Functional Nucleic Acids for Cell–Cell Interactions

Cell‑cell communication underpins tissue homeostasis, immune responses, and developmental processes, yet traditional tools struggle to achieve the spatial and temporal precision required for therapeutic manipulation. Functional nucleic acids—synthetic DNA or RNA constructs—have risen as versatile agents because their sequences can be engineered to bind specific proteins, nucleic acids, or small molecules, and to undergo conformational changes in response to environmental cues. This intrinsic programmability positions FNAs as a bridge between molecular diagnostics and active intervention, enabling researchers to probe and steer intercellular pathways with unprecedented fidelity.
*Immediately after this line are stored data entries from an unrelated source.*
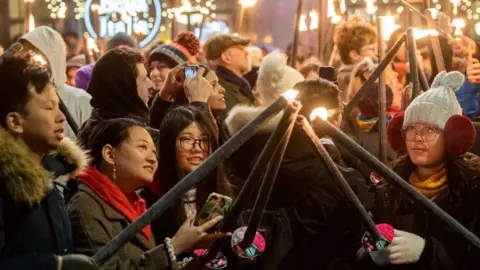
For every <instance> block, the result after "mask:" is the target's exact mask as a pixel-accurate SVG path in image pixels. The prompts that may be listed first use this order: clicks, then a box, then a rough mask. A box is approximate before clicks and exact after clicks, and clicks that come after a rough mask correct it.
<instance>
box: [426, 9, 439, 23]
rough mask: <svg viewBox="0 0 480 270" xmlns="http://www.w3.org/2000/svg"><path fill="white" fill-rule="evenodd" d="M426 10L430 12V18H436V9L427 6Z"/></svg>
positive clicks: (437, 11)
mask: <svg viewBox="0 0 480 270" xmlns="http://www.w3.org/2000/svg"><path fill="white" fill-rule="evenodd" d="M428 11H430V14H432V19H434V20H436V19H437V16H438V10H436V9H434V8H429V9H428Z"/></svg>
Recent advances categorize FNA strategies into four main pillars. Hybridization‑based circuits exploit strand displacement to trigger downstream signaling cascades upon encountering target cells. Molecular‑recognition motifs, such as aptamers, confer selective binding to surface receptors, facilitating targeted delivery or blockade. Scaffolded architectures—DNA origami or hydrogel matrices—provide three‑dimensional platforms that mimic extracellular matrices, supporting the assembly of multicellular constructs and enabling precise force measurements. Finally, stimulus‑responsive designs integrate pH, enzyme, or redox sensors, allowing FNAs to activate only under disease‑specific conditions, thereby reducing off‑target effects.

The translational impact of FNAs is already evident in immunotherapy, where DNA‑encoded bispecific adapters link T cells to tumor antigens, and in tissue engineering, where programmable scaffolds guide stem‑cell differentiation into organoid structures. However, challenges remain: efficient intracellular delivery, avoidance of nuclease degradation, and scalable manufacturing are critical barriers to clinical adoption. Ongoing research into chemically modified backbones, nanoparticle carriers, and in‑situ synthesis aims to overcome these hurdles. As the field matures, FNAs are poised to become cornerstone technologies for precision medicine, offering a modular, low‑immunogenic toolkit to rewrite cellular communication networks.